What the announcement changed
The HN thread was misread by half the legaltech founders we know in the first hour. The change is narrower than the headline reads: it applies to two specific newer model families and is intended to support abuse-monitoring on agentic tooling. The same week, a separate front-page thread had cybersecurity researchers complaining loudly that the guardrails on Fable were too tight for legitimate red-teaming, which only made the policy churn feel more chaotic to anyone scanning headlines.
The narrow scope saved the Rotterdam team a worse Wednesday. It did not save them all of Wednesday. Their last sprint had migrated the redline agent onto a Fable preview because tool-use performance on PDF tables was meaningfully better, and the migration was 60% rolled out behind a feature flag. About 31% of live traffic was already hitting a model that, as of that morning's update, would retain transcript content for 30 days.
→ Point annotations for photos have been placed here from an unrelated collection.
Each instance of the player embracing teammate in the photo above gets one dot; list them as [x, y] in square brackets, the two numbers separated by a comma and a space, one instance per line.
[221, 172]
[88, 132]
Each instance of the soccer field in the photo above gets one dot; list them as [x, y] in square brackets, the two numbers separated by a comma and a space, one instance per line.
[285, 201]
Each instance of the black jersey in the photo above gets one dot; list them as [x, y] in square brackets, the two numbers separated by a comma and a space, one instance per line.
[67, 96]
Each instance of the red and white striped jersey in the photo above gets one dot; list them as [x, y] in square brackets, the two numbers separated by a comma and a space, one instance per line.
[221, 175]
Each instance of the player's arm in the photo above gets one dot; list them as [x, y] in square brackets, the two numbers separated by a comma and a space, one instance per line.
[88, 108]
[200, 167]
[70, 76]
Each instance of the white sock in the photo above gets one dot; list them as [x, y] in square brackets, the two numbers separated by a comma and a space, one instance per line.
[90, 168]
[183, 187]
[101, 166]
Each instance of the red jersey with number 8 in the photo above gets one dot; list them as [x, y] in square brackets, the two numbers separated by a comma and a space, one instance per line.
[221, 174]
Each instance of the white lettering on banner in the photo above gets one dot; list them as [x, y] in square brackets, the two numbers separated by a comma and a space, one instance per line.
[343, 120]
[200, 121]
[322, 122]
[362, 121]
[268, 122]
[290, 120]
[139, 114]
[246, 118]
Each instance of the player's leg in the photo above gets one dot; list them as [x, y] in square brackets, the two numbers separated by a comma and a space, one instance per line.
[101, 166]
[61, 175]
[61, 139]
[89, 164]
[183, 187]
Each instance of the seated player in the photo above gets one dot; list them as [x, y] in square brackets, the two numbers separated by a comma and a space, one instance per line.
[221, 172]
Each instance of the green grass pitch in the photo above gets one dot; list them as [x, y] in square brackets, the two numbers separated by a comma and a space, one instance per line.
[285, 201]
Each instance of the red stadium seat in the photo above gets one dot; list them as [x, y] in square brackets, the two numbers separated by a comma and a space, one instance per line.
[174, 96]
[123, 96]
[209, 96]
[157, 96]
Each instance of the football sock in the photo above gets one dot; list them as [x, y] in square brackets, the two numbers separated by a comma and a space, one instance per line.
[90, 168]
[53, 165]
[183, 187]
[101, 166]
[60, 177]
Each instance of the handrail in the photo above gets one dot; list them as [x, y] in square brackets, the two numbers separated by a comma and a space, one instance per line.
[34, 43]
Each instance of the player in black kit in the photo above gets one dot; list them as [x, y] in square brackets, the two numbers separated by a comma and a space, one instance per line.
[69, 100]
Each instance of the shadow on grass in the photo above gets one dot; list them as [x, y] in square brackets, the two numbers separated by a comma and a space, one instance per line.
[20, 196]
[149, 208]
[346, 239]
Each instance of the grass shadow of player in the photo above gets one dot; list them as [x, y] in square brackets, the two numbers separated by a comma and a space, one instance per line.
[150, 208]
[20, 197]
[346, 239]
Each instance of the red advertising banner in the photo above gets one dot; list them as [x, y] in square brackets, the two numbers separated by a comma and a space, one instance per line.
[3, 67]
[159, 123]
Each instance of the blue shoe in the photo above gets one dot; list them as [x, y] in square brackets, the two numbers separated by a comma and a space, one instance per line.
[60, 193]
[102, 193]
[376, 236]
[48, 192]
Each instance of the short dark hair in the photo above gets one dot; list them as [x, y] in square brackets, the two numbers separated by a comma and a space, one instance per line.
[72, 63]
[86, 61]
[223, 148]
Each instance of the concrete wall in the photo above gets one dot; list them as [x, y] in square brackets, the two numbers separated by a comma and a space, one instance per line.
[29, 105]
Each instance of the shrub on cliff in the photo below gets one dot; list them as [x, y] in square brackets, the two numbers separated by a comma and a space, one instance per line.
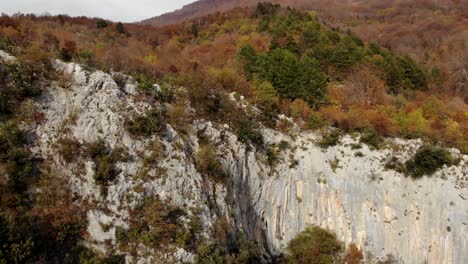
[146, 125]
[314, 245]
[208, 163]
[427, 160]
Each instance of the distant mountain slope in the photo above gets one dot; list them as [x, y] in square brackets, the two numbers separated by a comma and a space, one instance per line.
[204, 7]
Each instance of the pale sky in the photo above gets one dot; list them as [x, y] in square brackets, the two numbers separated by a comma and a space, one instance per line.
[116, 10]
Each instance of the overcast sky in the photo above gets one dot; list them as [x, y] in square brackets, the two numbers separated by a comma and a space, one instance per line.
[116, 10]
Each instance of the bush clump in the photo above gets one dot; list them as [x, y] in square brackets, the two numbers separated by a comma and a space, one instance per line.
[146, 125]
[330, 139]
[314, 245]
[427, 160]
[153, 223]
[208, 163]
[370, 137]
[104, 159]
[249, 132]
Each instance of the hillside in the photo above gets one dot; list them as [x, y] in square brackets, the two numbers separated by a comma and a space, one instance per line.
[432, 32]
[259, 135]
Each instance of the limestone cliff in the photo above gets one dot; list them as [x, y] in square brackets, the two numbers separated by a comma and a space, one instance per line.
[351, 193]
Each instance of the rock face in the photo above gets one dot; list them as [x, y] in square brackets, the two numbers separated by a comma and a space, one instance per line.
[343, 189]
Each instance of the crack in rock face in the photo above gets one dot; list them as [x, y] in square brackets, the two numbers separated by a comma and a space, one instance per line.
[381, 211]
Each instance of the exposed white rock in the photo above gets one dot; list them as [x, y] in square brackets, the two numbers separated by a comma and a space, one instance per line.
[382, 211]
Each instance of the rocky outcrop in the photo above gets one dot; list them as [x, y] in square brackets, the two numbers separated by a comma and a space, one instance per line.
[340, 188]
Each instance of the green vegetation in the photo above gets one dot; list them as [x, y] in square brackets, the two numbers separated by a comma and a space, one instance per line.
[101, 23]
[146, 125]
[208, 163]
[427, 160]
[314, 245]
[104, 160]
[243, 251]
[153, 223]
[370, 137]
[331, 138]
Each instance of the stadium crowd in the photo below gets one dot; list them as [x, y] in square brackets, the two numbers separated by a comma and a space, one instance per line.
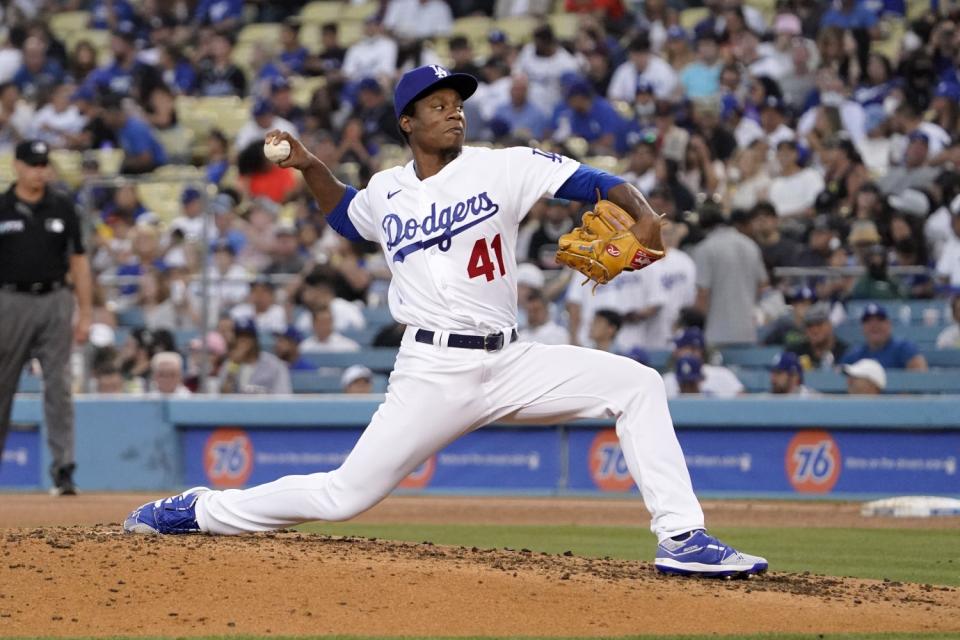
[800, 134]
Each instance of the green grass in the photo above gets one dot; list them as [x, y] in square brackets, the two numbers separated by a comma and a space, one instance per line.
[924, 556]
[764, 636]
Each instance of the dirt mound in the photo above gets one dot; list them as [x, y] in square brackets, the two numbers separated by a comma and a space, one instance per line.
[94, 581]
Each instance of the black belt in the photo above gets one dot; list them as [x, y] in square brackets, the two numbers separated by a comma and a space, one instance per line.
[36, 288]
[489, 342]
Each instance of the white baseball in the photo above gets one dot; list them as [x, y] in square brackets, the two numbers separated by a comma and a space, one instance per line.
[277, 151]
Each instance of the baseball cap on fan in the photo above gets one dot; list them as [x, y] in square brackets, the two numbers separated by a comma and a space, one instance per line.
[35, 153]
[419, 82]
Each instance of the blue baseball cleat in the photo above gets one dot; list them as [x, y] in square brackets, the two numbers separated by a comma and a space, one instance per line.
[700, 554]
[170, 515]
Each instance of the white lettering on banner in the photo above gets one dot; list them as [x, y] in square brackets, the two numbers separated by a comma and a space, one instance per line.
[292, 458]
[19, 457]
[947, 466]
[743, 461]
[529, 460]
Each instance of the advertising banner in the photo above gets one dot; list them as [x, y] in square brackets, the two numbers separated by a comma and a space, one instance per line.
[811, 461]
[489, 459]
[20, 466]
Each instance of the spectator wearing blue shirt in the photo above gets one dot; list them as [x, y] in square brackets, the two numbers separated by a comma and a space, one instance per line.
[38, 72]
[849, 15]
[286, 346]
[125, 76]
[879, 82]
[142, 151]
[218, 75]
[880, 345]
[701, 78]
[293, 55]
[519, 117]
[588, 116]
[223, 15]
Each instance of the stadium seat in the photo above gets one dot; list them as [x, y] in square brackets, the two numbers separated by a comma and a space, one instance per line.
[924, 336]
[319, 12]
[927, 312]
[181, 172]
[130, 317]
[260, 32]
[475, 28]
[162, 198]
[109, 160]
[378, 359]
[99, 38]
[351, 32]
[690, 17]
[749, 356]
[65, 23]
[177, 141]
[946, 358]
[68, 166]
[303, 88]
[30, 384]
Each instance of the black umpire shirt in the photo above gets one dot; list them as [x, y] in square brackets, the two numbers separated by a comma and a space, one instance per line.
[37, 240]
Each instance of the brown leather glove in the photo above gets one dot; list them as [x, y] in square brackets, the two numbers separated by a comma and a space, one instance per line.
[604, 245]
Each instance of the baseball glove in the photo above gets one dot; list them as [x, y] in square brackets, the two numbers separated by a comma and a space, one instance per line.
[604, 245]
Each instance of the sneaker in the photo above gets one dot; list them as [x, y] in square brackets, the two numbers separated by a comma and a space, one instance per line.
[63, 481]
[700, 554]
[170, 515]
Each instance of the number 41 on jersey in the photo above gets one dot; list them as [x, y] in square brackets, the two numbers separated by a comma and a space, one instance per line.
[480, 263]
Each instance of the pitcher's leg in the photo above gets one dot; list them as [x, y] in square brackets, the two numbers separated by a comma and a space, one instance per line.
[560, 383]
[408, 427]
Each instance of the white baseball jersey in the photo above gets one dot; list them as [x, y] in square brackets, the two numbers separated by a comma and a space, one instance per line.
[450, 239]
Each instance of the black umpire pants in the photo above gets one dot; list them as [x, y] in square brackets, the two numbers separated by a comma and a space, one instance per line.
[39, 326]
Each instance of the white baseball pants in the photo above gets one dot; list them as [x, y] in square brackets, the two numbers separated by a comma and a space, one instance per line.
[437, 394]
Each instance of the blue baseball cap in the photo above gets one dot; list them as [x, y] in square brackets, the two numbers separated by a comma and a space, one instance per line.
[802, 294]
[873, 310]
[690, 337]
[579, 87]
[789, 362]
[496, 36]
[919, 135]
[369, 84]
[689, 369]
[419, 82]
[245, 326]
[949, 90]
[643, 86]
[290, 333]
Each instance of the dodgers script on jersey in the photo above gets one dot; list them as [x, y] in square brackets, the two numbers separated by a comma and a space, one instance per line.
[450, 240]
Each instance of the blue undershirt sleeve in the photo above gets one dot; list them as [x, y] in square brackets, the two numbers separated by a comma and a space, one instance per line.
[340, 221]
[585, 181]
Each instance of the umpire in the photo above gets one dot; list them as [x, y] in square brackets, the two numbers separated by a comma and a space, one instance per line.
[40, 244]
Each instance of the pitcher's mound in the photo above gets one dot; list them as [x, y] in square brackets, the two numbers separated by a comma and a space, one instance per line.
[93, 581]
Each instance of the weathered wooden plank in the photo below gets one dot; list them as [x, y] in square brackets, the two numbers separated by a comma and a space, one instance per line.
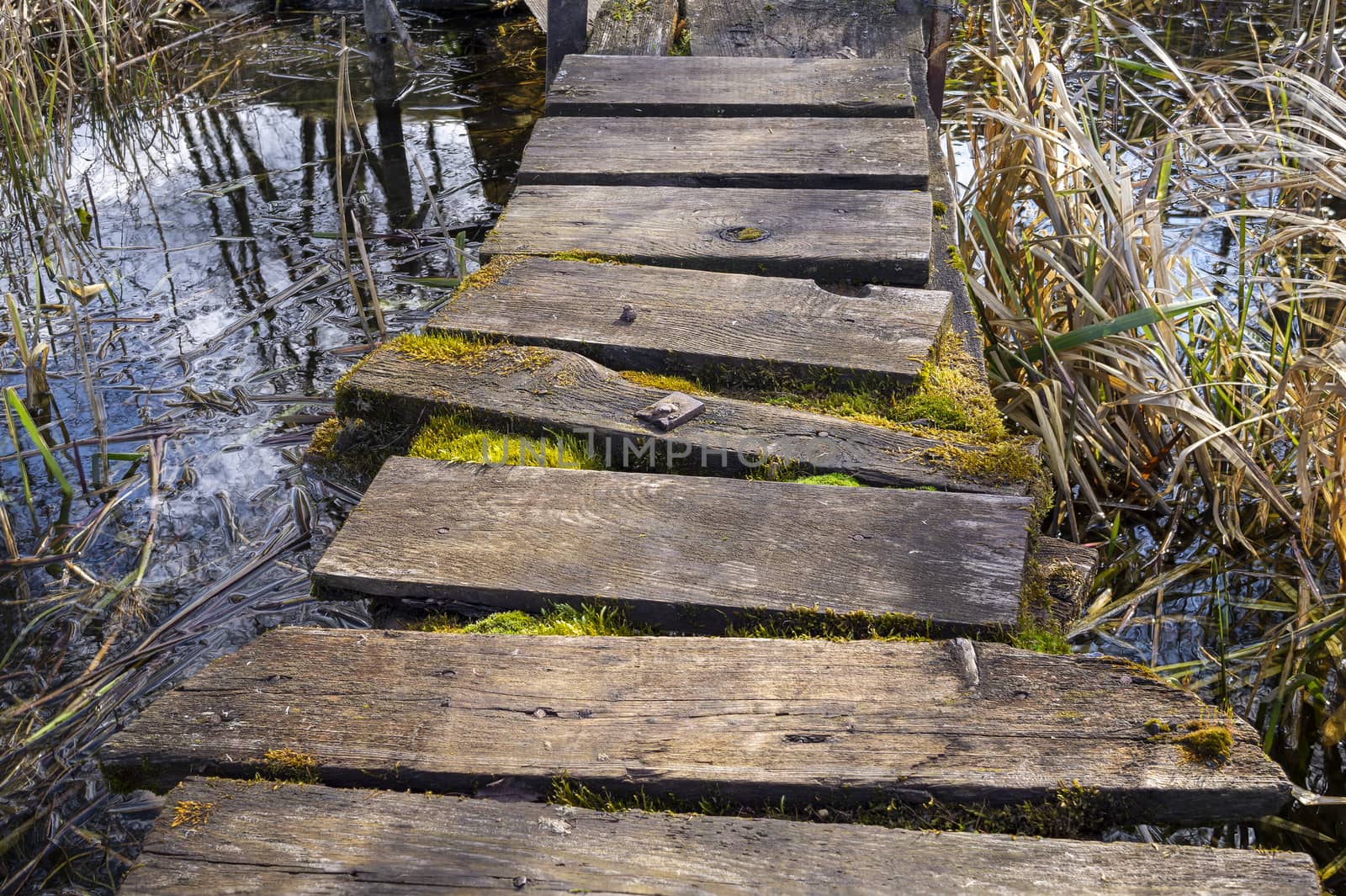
[634, 27]
[850, 154]
[861, 29]
[755, 720]
[558, 392]
[1068, 572]
[828, 235]
[697, 321]
[538, 9]
[296, 841]
[598, 85]
[680, 552]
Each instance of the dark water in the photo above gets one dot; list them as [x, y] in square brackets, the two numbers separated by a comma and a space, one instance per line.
[212, 354]
[1227, 604]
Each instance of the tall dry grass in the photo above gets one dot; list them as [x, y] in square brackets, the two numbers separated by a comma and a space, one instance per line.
[1159, 264]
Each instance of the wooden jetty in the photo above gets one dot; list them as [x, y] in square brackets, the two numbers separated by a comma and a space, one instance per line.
[704, 257]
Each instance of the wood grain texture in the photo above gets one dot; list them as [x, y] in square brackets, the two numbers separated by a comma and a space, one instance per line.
[626, 29]
[691, 321]
[538, 9]
[753, 718]
[1068, 572]
[574, 395]
[825, 235]
[850, 154]
[657, 87]
[680, 552]
[856, 29]
[298, 841]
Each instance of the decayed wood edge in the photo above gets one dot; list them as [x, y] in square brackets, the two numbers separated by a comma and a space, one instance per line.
[976, 588]
[750, 154]
[686, 228]
[1067, 574]
[392, 388]
[457, 318]
[172, 740]
[625, 29]
[570, 98]
[249, 840]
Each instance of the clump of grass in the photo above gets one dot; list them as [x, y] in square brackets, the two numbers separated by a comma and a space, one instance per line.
[289, 766]
[828, 624]
[1195, 419]
[457, 439]
[562, 619]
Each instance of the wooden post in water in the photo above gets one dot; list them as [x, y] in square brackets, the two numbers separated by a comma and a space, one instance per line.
[567, 33]
[383, 29]
[937, 54]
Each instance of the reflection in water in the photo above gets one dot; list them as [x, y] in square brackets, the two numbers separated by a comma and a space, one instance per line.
[210, 355]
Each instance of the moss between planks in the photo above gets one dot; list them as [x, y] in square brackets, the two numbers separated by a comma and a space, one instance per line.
[1070, 812]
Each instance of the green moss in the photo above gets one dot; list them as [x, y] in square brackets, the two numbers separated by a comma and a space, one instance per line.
[585, 255]
[626, 9]
[455, 439]
[442, 347]
[1206, 745]
[562, 619]
[681, 40]
[1069, 812]
[832, 480]
[828, 624]
[1043, 639]
[289, 766]
[665, 382]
The relevant clause in their customer DPA was the standard Article 28 GDPR processor language, which puts the obligation on the controller (the legaltech) to flow down retention promises to every sub-processor. A vendor's policy page is not a unilateral patch to those contracts.
The purge job that was silently a no-op
Here is the function that had been running every night at 02:00 Amsterdam time, lightly stripped:
def purge_closed_matters(db, anthropic_client):
closed = db.fetch("""
SELECT matter_id FROM matters
WHERE status = 'closed'
AND closed_at < now() - interval '90 days'
""")
for m in closed:
db.execute(
"DELETE FROM transcripts WHERE matter_id = %s",
(m["matter_id"],),
)
# third-party side: ZDR, nothing to do
log.info("purge complete", count=len(closed))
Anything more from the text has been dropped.